どのくらい古いお付き合いかというと…まず1枚の写真をご覧ください。 左側の一番小さな男の子が私で、乾杯のビールを持っているのがO先生、その後ろがO夫人。 そして、ノリコさん、ヒロシさん(O先生の隣中央)、タカシさんの3姉弟です。 因みに私の後ろが母、その隣が伯母、左端が祖母で、 伯父と父は写っていないので多分、写真の撮影と照明だったのでしょう。 五十数年前の正月に京都の角倉家で撮ったOファミリーとの写真です。

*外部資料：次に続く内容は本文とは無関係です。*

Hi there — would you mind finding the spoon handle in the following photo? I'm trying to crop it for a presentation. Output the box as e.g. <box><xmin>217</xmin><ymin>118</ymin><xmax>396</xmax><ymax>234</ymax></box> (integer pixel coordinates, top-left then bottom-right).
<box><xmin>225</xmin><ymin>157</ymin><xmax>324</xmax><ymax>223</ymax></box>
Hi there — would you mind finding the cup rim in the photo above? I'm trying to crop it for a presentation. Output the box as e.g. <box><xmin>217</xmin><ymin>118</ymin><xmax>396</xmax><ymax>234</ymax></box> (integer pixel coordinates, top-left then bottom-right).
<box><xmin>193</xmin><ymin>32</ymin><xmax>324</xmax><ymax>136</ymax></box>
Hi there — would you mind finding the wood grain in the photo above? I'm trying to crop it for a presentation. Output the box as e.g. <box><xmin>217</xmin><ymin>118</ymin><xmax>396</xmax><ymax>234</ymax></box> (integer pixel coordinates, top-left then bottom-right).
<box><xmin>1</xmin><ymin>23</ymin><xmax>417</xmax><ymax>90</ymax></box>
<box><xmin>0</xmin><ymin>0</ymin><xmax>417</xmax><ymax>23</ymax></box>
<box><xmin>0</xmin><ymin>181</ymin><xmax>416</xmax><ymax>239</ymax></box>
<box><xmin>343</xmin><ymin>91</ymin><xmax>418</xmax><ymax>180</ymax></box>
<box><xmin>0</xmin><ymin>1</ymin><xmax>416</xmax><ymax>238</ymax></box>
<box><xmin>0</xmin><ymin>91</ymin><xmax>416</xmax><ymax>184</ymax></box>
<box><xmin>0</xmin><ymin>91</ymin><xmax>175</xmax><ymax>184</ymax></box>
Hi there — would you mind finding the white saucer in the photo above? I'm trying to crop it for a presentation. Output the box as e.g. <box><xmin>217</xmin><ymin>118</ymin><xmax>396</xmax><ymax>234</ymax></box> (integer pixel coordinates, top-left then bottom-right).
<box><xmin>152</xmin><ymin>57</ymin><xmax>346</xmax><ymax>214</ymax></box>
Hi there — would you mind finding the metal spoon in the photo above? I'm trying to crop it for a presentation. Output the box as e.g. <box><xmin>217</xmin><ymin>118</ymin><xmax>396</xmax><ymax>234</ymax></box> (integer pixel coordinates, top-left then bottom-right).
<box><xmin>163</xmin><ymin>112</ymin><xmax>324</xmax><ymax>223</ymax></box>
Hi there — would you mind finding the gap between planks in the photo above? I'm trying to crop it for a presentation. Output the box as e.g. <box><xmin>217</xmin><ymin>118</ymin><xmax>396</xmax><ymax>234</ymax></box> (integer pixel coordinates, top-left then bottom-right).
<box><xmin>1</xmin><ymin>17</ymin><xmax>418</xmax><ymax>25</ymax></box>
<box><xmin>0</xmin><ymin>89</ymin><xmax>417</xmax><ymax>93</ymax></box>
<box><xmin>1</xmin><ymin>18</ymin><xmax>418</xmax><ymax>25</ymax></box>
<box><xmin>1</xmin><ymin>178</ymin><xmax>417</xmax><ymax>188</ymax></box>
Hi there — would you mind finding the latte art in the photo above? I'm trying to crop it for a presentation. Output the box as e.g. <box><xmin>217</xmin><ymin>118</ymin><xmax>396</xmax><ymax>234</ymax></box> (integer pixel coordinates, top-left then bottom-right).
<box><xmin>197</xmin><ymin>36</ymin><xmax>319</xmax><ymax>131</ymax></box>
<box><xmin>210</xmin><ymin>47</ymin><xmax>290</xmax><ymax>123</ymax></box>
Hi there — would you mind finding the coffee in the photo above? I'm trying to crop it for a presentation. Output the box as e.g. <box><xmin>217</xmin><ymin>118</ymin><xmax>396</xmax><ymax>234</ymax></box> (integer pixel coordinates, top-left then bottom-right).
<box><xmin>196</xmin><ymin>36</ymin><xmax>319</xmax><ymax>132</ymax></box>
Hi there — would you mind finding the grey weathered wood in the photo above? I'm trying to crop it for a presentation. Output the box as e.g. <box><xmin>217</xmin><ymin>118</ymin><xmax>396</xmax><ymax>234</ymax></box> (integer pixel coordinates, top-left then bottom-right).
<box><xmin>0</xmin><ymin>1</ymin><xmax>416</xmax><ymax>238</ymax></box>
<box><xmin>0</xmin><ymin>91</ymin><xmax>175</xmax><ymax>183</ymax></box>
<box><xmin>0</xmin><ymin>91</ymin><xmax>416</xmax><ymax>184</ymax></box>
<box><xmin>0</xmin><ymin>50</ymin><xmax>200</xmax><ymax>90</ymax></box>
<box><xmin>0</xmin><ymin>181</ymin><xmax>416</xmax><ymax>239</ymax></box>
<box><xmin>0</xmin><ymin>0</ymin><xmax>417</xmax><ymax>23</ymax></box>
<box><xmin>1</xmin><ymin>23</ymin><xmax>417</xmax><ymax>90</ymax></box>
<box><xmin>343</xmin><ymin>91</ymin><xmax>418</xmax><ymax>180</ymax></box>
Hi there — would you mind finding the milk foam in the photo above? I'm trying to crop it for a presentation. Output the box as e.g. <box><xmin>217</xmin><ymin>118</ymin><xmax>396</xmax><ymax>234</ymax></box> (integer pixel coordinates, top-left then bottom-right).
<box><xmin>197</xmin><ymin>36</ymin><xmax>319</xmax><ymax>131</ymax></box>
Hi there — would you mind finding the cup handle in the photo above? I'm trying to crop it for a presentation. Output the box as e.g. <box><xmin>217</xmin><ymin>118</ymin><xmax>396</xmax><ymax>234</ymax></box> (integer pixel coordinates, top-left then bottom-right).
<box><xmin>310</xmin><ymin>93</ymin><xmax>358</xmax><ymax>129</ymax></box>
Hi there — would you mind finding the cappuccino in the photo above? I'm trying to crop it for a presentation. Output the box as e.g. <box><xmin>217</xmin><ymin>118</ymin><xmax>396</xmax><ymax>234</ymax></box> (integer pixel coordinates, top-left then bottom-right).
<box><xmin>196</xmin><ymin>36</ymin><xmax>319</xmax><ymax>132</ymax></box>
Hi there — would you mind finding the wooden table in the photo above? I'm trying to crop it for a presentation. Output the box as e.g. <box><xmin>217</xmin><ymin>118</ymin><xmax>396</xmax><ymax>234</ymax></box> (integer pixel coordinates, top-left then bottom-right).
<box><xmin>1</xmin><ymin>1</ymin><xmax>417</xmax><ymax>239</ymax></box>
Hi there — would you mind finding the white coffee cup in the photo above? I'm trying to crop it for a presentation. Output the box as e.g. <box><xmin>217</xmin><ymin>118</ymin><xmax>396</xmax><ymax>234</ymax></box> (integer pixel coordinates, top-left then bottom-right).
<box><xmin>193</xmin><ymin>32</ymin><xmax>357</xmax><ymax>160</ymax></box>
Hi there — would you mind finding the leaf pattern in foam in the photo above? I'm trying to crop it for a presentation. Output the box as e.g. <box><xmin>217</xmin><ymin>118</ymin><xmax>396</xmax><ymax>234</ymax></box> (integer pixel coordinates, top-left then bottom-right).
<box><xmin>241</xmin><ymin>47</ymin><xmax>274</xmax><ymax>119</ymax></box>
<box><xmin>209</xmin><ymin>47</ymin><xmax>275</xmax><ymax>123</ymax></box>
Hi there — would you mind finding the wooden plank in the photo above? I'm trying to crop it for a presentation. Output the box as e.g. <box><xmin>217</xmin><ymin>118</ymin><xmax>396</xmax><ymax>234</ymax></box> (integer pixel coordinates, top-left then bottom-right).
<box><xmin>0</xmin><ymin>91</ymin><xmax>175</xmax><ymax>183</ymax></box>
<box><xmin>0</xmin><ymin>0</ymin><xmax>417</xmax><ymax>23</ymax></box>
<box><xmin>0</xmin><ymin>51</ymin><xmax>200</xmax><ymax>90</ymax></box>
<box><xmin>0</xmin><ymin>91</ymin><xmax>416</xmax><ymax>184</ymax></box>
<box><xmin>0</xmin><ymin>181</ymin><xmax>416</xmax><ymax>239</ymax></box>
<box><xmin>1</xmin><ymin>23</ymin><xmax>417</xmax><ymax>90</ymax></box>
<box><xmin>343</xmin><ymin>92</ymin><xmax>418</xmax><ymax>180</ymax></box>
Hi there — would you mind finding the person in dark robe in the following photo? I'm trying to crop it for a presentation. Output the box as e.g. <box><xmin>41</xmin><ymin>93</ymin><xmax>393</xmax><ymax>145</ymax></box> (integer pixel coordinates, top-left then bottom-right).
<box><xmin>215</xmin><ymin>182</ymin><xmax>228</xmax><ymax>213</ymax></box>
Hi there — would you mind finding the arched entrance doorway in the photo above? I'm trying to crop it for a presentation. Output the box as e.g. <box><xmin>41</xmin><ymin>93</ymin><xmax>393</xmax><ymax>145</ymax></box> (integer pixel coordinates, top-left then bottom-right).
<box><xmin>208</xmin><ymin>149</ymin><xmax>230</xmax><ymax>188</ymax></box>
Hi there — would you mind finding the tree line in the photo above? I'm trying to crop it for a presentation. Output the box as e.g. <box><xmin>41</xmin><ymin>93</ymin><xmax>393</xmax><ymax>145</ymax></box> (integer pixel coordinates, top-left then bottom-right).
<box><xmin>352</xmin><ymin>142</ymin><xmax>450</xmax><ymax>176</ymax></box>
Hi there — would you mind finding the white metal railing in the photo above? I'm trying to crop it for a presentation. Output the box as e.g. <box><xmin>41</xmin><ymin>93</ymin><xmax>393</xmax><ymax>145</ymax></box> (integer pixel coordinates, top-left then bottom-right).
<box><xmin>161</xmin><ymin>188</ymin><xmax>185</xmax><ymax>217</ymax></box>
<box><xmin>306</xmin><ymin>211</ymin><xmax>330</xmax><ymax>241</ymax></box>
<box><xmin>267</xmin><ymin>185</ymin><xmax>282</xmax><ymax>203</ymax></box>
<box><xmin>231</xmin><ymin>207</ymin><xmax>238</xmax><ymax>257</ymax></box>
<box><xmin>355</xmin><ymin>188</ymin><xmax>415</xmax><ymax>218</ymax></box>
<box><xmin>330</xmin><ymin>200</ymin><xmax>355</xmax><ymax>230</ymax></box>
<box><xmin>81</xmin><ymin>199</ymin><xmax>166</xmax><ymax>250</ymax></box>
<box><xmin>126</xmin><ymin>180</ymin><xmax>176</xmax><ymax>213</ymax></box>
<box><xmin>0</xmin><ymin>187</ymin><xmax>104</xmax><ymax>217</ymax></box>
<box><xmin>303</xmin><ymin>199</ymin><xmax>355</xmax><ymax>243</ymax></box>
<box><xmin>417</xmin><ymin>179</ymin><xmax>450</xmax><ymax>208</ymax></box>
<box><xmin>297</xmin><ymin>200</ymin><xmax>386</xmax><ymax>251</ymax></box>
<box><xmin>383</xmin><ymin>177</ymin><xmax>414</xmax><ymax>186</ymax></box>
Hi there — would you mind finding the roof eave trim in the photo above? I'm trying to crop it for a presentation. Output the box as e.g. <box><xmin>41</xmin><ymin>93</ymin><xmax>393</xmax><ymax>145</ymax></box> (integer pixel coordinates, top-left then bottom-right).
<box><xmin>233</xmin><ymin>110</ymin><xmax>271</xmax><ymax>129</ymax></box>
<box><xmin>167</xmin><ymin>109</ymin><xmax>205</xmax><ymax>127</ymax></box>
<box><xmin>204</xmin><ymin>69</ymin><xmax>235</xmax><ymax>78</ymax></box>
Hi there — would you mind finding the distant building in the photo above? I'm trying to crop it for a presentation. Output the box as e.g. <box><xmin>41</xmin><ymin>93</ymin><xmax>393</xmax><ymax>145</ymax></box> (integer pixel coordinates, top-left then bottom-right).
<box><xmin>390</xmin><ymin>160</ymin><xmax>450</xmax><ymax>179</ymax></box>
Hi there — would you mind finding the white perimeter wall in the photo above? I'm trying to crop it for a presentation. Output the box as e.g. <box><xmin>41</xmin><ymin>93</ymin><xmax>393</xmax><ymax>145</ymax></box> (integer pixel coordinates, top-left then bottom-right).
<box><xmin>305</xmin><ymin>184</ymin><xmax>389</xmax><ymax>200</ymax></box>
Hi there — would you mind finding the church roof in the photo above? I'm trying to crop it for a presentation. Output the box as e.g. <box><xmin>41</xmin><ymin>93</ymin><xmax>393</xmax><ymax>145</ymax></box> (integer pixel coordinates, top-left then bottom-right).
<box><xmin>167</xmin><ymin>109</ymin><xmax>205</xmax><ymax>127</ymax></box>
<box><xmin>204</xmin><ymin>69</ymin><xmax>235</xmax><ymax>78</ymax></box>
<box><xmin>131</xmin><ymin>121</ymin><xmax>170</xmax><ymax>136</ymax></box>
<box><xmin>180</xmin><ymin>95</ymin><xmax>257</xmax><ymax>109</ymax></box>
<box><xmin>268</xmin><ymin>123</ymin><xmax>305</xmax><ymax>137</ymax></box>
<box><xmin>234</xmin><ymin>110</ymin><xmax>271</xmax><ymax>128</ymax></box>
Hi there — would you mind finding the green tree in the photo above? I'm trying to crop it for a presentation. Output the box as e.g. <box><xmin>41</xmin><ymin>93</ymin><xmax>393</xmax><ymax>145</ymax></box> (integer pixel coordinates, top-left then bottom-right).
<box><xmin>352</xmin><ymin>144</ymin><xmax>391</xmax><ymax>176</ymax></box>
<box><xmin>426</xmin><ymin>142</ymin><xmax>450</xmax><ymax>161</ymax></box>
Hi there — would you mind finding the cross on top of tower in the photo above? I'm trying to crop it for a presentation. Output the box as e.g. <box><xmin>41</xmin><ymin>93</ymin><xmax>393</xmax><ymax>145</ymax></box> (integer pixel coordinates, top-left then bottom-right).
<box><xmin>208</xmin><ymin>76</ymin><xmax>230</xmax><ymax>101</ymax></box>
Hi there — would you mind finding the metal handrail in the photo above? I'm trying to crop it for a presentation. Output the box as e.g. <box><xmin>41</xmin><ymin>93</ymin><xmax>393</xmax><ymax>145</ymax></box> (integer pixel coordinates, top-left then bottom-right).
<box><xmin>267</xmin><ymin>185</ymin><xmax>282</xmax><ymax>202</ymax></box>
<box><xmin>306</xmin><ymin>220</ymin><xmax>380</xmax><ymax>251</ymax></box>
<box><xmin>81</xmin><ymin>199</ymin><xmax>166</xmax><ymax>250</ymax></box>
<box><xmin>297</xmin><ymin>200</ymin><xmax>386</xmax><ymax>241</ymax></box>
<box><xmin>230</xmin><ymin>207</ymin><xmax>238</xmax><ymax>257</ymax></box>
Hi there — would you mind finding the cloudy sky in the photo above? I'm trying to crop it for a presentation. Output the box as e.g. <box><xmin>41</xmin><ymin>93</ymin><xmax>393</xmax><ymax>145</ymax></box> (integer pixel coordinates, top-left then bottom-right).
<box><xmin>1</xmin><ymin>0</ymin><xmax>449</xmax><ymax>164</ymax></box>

二枚目の写真は、その時に撮った角倉家全員の写真です。 私は広島の上下で誕生し、生後4ヶ月から幼稚園(栄観堂幼稚園)を卒業するまで 京都で伯父夫婦と祖母、それに私の家族(父母と私)の計6人が同居していた時期があったのです。 伯父夫婦には子供がなく、私もこの時は一人っ子(東京で妹二人が誕生)でしたから 大人ばかりの静かな環境の中で、私は物静かで寡黙で礼儀正しい凛々しい(りりしい)子として育ったのです。 (YUKIもヒロコもまったく信用しませんが)

ただし、このもの静かな家に時々、嵐がやってきます…それが賑やかなO先生ファミリーです。 開業医のO先生は病弱だった私(これもYUKIやヒロコは信用しないのですが)には、 すぐ注射をする、とっても怖い存在だったのです。 私の伯母とO夫人が女学校の親友同士という関係だったのです。

そんなわけで、私の幼少期の記憶としてのO先生ご夫妻は強烈なものでした。 十数年前の話ですが、ホノルルからほど遠いリゾート地のトイレで老夫婦とすれ違いました。 私はYUKIに「今のヒト、もう何十年もあっていないO夫妻のような気がするのがけど…」と言いました。 YUKIは「そんなこと私に言われてもわからないから、出るの待って直接聞けばいいじゃないですか」と あたりまえの事を言われ、その老夫婦がトイレから出てくるのを待ちました。 私はこわごわと「大変失礼ですが、ひょっとしてO先生ではないですか?」と確認したところ やっぱりご本人! ハワイで、それもあまり日本人が行かない郊外のリゾートの人気のないトイレで なんという奇遇とばかかり、感激したものでした。

そんな縁で、長女のノリコさん、長男のヒロシさん、医者を継いだ次男のタカシさんには 父が晩年の入院や療養では力になって頂きました。 ノリコさんのご主人のAさんにも大変お世話になっており、親戚同然のお付き合いをさせて頂いています。 こうして考えると”人の縁”とは不思議で大切なものと思わずにはいられません。

さてさて…いつものように前置きが長くなってしまいました(^_^) その長男のヒロシさんも私より4歳ほど年上ですから会社もリタイアされたのではと思い 姉のノリコさんに冒頭のような質問をしたのですが、「坂本で喫茶店」という意外な答えです。

坂本は京都のO家の実家からクルマで抜け道を通れば30分ぐらい、 紅葉の名所としても有名な、比叡山のケーブル駅もある由緒ある門前町です。 そこに、やはり京都で開業医をされていたO先生のお父さん(ノリコさんの祖父)が 別荘として購入され、そのまま残っているのです。

そこで喫茶店をとなると、昔はケーキ屋KENちゃんといわれた私は俄然興味がそそられます。 帰りは比叡山延暦寺を見て、その喫茶店によってみようという事になったのです。

まさに、そこは雑誌【サライ】【自遊人】【大人のOFF】…の世界です。

ヒロシさんとお逢いするのは何十年ぶりですが、昔の面影は充分に残っています。 そして、なによりも活き活きと楽しそうに喫茶店を営んでおられるのです。

定年後のヒロシさんに「坂本の家で喫茶店をしたらと…」とのアイデアを最初に出したのは 奥様とお嬢様だったようです。 O家の長男として坂本の家に愛着がありながらも、古い家と広い庭園の維持管理に頭を痛めていた ヒロシさんにとって『一石二鳥』いや健康を考えれば『三鳥』にもなる名案です。

そんなわけで、商売っけはほとんどありません。(^_^) ヒトを雇ったら、それだけで赤字ですから、お店はヒロシさんだけ。 したがって、お店の電話番号はヒロシさんのケータイ。 大きな看板や宣伝をしているわけではないので、普段の日はお客様がゼロの日も。 でも、庭の手入れや草むしり、そして近所のお付き合いも増えて、それなりにお忙しいようです。 一番困るのは、お客様が同時にたくさん来られることで、そんな時はお客様に手伝ってもらうそうです。